This blog isn’t about ‘showing off’ that I don’t do them; it’s about saying that it can be done.

Why I don’t plan

I essentially don’t plan lessons because most of my lessons are the same. They follow exactly the same format, the only thing that differs is the content. Lessons go like this:

  • Starter quiz 1-10 prior recall OR set keyword/quotation test for GCSE OR an exam question/s test
  • Going through the test
  • Improve the test by writing correct answers or improve prior work as directed
  • Introducing the topic OR recapping where we are in the topic we’re doing
  • Teaching – me telling students information whilst they write notes
  • Discussion – students asking questions, debating, me asking them questions
  • Watch a video clip that links OR complete an assessed piece of writing

Once a half term students complete online multiple choice questions in the lesson.

Simply put, regardless of the way I do it, my lessons are:

  • Recall
  • Improve
  • Introduce/Remind
  • Teach
  • Embed
  • Practice

I make up the 1-10 in the lesson using one of the students’ books. No planning there. I know where we’re up to since last lesson so I just teach what is next in the scheme. Discussion comes from what students pick up on. Our schemes have the content I need. It tells me what I need to teach for that section. And it includes suggested video clips.

Notice there aren’t any ‘activities’ for the students to complete. These are rare. I have a handful for each year group that I use which are tried and tested which I think do play a role in developing their understanding. Occasionally, I’ll see something on social media and think I might use it or adapt it. It’s rare; it would have to significantly add to their knowledge and understanding.

Note, I’m not saying this is how everyone should teach. It’s not like a revamped 5 part lesson or anything like that.

I like it. It works for me and my subject, my school, the level of students and multiple classes.

What I do plan

Planning is normally in the form of developing my pedagogical and subject knowledge.

I might have to spend time on creating a GCSE test but we’re at the stage now, 3 years in, that most of this is sorted.
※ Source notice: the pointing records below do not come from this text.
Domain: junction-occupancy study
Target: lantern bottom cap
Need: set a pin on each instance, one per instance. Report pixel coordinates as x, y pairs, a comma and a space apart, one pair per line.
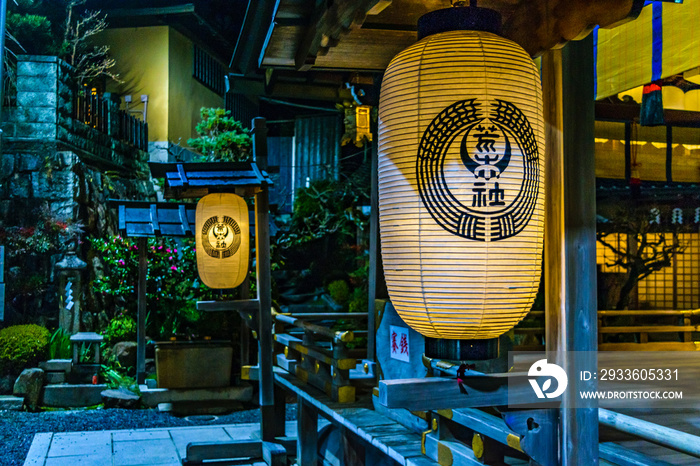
462, 350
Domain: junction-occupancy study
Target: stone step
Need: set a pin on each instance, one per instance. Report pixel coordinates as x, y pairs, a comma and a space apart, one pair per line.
72, 396
56, 365
151, 397
11, 402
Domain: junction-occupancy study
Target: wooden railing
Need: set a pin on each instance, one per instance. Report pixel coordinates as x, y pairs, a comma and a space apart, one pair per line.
628, 323
319, 356
103, 115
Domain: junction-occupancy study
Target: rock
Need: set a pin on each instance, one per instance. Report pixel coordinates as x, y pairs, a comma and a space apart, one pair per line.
63, 365
29, 162
125, 352
13, 403
28, 385
120, 398
73, 396
6, 384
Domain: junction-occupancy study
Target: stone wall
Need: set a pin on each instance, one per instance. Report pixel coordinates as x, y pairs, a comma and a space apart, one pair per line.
50, 160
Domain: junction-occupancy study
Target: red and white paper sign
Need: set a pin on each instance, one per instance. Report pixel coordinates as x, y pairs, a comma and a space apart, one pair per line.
398, 343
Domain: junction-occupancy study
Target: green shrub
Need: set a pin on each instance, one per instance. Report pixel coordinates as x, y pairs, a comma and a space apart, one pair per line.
339, 291
22, 346
221, 137
121, 328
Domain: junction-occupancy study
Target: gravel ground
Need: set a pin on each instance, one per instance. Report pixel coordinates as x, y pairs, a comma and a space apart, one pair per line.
17, 428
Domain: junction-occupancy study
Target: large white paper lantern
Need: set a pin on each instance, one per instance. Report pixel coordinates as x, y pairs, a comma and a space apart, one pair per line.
222, 239
461, 184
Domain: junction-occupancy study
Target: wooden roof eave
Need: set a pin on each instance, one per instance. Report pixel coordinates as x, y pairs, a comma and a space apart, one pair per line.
344, 38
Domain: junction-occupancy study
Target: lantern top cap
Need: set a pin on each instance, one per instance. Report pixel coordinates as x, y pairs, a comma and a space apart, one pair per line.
459, 18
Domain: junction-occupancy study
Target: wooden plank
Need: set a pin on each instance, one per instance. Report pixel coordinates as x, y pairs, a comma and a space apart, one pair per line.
241, 305
442, 393
656, 346
353, 419
661, 312
622, 456
315, 352
664, 436
450, 452
345, 337
288, 365
651, 329
328, 315
484, 423
322, 380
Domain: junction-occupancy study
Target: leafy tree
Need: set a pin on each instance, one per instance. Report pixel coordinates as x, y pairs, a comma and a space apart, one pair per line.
89, 61
42, 27
647, 247
221, 138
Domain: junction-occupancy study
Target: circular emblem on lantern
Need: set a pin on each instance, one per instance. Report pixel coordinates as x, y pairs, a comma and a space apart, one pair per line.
221, 238
478, 169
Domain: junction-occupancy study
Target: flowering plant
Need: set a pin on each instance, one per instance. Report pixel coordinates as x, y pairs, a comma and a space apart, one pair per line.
173, 286
30, 252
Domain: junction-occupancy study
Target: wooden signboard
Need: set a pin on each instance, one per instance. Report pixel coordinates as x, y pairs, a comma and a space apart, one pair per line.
223, 240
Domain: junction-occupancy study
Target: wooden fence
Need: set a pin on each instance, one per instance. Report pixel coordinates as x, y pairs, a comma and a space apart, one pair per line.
632, 329
103, 115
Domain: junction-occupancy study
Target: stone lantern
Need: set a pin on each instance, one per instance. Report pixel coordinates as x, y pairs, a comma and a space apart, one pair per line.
69, 288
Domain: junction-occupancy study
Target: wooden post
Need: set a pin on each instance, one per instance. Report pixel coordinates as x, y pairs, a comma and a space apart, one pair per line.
141, 324
307, 434
669, 153
570, 265
2, 277
376, 283
244, 330
628, 151
373, 254
262, 253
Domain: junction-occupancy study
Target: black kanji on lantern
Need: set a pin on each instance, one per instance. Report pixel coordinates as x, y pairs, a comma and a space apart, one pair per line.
496, 209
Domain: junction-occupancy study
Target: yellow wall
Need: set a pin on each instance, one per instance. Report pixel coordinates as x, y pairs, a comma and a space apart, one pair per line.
158, 61
142, 63
187, 95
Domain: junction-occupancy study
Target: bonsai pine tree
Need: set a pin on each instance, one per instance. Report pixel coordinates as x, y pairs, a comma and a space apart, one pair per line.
221, 138
647, 247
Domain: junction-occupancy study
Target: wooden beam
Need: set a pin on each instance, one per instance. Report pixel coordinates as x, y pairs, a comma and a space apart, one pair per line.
141, 312
242, 305
630, 112
326, 28
660, 435
344, 336
443, 393
622, 456
491, 426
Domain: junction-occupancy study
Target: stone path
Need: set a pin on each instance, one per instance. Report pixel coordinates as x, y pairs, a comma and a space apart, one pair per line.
140, 447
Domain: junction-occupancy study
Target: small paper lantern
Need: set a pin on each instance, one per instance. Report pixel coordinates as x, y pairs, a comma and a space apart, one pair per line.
223, 240
461, 188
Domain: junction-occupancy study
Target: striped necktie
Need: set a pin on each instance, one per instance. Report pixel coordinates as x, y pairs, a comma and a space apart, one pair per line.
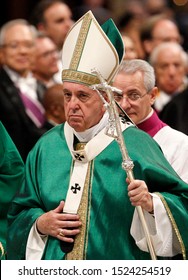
33, 109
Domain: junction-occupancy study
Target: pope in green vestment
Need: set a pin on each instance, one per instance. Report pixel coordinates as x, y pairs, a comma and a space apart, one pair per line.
11, 177
91, 180
108, 213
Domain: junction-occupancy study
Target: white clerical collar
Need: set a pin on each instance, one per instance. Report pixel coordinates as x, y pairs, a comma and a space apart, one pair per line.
87, 135
148, 116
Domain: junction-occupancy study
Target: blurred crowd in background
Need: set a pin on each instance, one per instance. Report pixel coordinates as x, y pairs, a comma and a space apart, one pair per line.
155, 31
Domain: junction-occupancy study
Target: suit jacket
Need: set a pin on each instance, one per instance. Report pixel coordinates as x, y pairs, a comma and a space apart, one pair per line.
175, 113
20, 127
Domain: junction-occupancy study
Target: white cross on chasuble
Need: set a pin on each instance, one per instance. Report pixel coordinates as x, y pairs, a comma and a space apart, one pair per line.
78, 193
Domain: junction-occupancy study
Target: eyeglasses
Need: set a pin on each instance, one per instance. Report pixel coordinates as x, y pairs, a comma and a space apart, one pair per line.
133, 96
15, 45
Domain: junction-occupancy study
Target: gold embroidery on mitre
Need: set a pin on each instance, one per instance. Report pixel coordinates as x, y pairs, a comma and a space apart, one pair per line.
81, 240
80, 77
80, 42
174, 225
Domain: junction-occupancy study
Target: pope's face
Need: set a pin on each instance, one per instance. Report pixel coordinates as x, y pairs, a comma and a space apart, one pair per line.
83, 106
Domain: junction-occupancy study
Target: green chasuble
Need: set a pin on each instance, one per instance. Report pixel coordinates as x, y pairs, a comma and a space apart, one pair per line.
107, 210
11, 177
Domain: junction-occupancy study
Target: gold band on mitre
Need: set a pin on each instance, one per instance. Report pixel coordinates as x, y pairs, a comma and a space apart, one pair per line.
89, 46
79, 77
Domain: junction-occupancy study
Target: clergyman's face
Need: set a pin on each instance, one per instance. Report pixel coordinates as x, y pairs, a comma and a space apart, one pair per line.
133, 85
83, 106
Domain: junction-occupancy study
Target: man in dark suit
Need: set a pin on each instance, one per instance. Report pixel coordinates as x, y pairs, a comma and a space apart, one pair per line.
20, 109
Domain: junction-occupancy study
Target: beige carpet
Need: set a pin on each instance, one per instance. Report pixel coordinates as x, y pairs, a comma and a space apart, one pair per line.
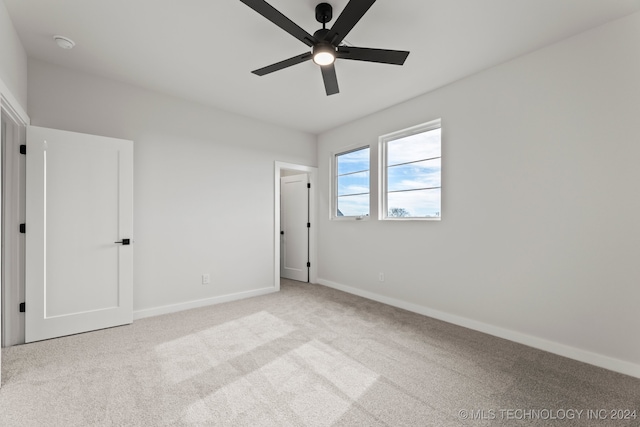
306, 356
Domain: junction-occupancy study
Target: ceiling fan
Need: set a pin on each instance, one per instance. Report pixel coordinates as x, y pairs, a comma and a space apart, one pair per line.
325, 43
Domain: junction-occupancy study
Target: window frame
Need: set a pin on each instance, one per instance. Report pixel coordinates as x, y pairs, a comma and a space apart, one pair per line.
383, 213
333, 214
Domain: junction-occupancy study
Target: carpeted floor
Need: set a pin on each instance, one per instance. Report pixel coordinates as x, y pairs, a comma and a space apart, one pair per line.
306, 356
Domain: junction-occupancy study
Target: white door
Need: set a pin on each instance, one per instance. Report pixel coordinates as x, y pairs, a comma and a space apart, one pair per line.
79, 215
294, 211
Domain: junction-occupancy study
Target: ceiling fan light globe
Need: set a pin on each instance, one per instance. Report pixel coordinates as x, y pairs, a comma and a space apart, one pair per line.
324, 58
323, 54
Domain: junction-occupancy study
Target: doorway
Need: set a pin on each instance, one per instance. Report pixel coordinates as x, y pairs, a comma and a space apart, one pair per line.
294, 226
13, 242
310, 173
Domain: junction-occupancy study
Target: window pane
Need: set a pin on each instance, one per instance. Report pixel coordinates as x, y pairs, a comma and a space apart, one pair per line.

This takes 5 minutes.

At the start of the week, all I need to do is remind myself where each class is in the scheme. That’s my weekly planning. I teach 17 classes. I don’t have a teacher planner I have a ‘taught’ list. It’s the opposite of a planner; I just write down where we got to, for each class. I then carry on. I don’t teach lesson by lesson as I see so many schemes outline on social media. I teach a topic over a number of lessons and just start where we left off. No neat ‘topic per lesson’ in my classes. Depth of coverage outweighs rattling through a scheme which has new content for every lesson in lesson sized chunks.

Why I don’t ask for lessons

I don’t need ‘lessons’. I find it odd when people ask for ‘observation lessons’. We don’t have observations in my school, but even when I know someone is coming in, I won’t change my lesson for them. Why would I change what I normally do because there’s another adult in the room?!

Questions I ask on social media are to help me teach i.e. subject knowledge or for suggested video clips.

I’m also an experienced teacher so I can spend less time on my teaching. However, this set up has worked for new colleagues. If they want to spend hours creating activities then they can, but I want to know that they’re valuable and lead to embedding learning, not just for engagement or fun. I think this model can work equally for NQTs. They might want to plan what they will say, ask etc but there shouldn’t be any need for extensive planning of what they will teach, if the scheme of work clearly gives it.

Boring lessons?

You might think this sounds really boring. Maybe it is. But I’m safe in the knowledge that I don’t spend hours of my own time planning. I have a good work/life balance. Most kids say they like it. Some say it’s their favourite lesson. Results are good.

That’s enough for me.

One thought on “Keeping it simple: how and why I don’t spend hours planning

  1. Absolutely! I’ve been like this since I was a trainee and ten years in, I haven’t failed an observation or had my teaching ability questioned by staff or students so it’s clearly working.